Re: Some comments about GVFS



I just had a chat with Alex on IRC. (I have attached the log if anyone
wants to read it.) Some of my ideas have changed after this
discussion, so I might contradict my previous mail now. Bear with me.
I've come to understand now that Alex' and my idea for what a stream
is and how it should work are very different because we have very
different use cases. Alex comes from the File manager world. For him
GVFS is primarily a way to interact with "files" all over the world,
rename them, tag them, and access it's contents.
For me it's all about getting a stream to/from somewhere and
write/read data to/from it.
I'm wondering is if there are use cases for an I/O library that are
different from those 2 use cases.

During the discussion the question of how to write an async version of
g_file_get_contents came up. (That's the paste link in the log.) I
have attached my quick'n'dirty showcase of how I'd imagine that would
work here, too. The git repo from today contains an implementation
from Alex. That one actually works.

So here's some followup comments. I'd like to note that what I care
most about, because that's important for a nice API is point 7 below.

> 1b) Cancelling operations from another thread doesn't look like good
> design to me.

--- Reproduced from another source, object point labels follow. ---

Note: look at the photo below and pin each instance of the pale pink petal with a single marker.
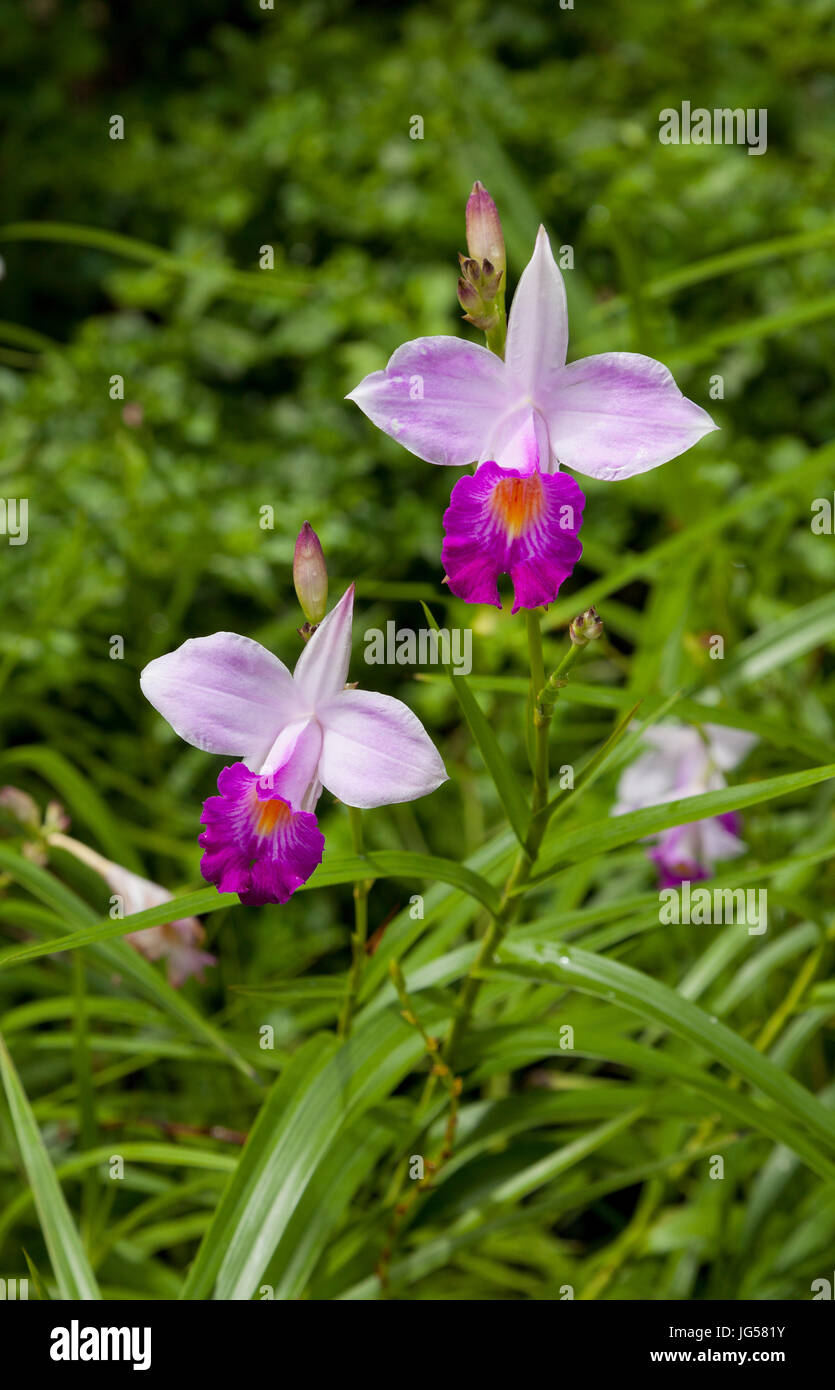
(321, 670)
(728, 745)
(438, 398)
(292, 762)
(538, 325)
(618, 414)
(518, 441)
(224, 694)
(375, 751)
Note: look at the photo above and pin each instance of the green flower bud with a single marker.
(310, 576)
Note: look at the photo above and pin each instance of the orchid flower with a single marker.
(684, 762)
(520, 419)
(295, 734)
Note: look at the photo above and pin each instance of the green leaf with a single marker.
(613, 831)
(505, 780)
(659, 1004)
(117, 955)
(324, 1090)
(65, 1251)
(395, 863)
(81, 797)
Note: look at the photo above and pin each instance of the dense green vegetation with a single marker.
(139, 257)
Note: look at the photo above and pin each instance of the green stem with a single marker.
(496, 337)
(360, 931)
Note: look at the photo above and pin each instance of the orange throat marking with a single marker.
(271, 813)
(518, 503)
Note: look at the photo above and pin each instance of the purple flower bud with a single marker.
(310, 574)
(468, 296)
(484, 228)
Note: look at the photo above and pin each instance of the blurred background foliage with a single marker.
(141, 257)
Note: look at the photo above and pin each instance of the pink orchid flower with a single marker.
(520, 419)
(682, 762)
(296, 734)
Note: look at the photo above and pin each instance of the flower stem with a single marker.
(359, 933)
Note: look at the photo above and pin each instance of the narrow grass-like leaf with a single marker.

I've learnt (both in theory and in practice) that
> threads are supposed to be independant and not call into each other.

Eh? How else would you cancel a blocking i/o call? From within the
blocked thread? This is just bogus, cancellation is all about
cross-thread operations.

I'd argue that if you do a blocking call, you're aware that it's
blocking and don't want to cancel it. Otherwise you'd use async I/O
with proper cancellation mechanism such as g_main_context_wakeup().
You've told me that it's main use case are transactions like calling
the equivalent of gnome_vfs_xfer_async () which you'd want to
implement in a thread by calling lots of sync operations one after
another.
I can see the use case, but even though I still don't like it, I can't
come up with a better model.

> 2) GVFS seems to avoid the glib main loop for asynchronous operations
> in favour of relying on threads. I'm not sure this provides any
> benefits besides making apps way harder to debug. Is there a reason
> for that?

I wouldn't say it does. It gives you both sync (usefull if you do
threads) and async operations (useful it your typical gui app). Almost
all GUI apps are single threaded and async by desing, and integrating
glib-style async i/o into such apps is generally *much* easier than
manually mucking about with threads.

However, the default async operations are implemented using threads, so
in fact apps are often using threads already when using gvfs. Just in a
way that fits well with a mainloop based gui app. And when doing async
is *much* easier than using sync i/o we can avoid the thread cost by
having a custom async implementation. (For instance the gvfs daemon
protocol is very easy to do async without using threads.)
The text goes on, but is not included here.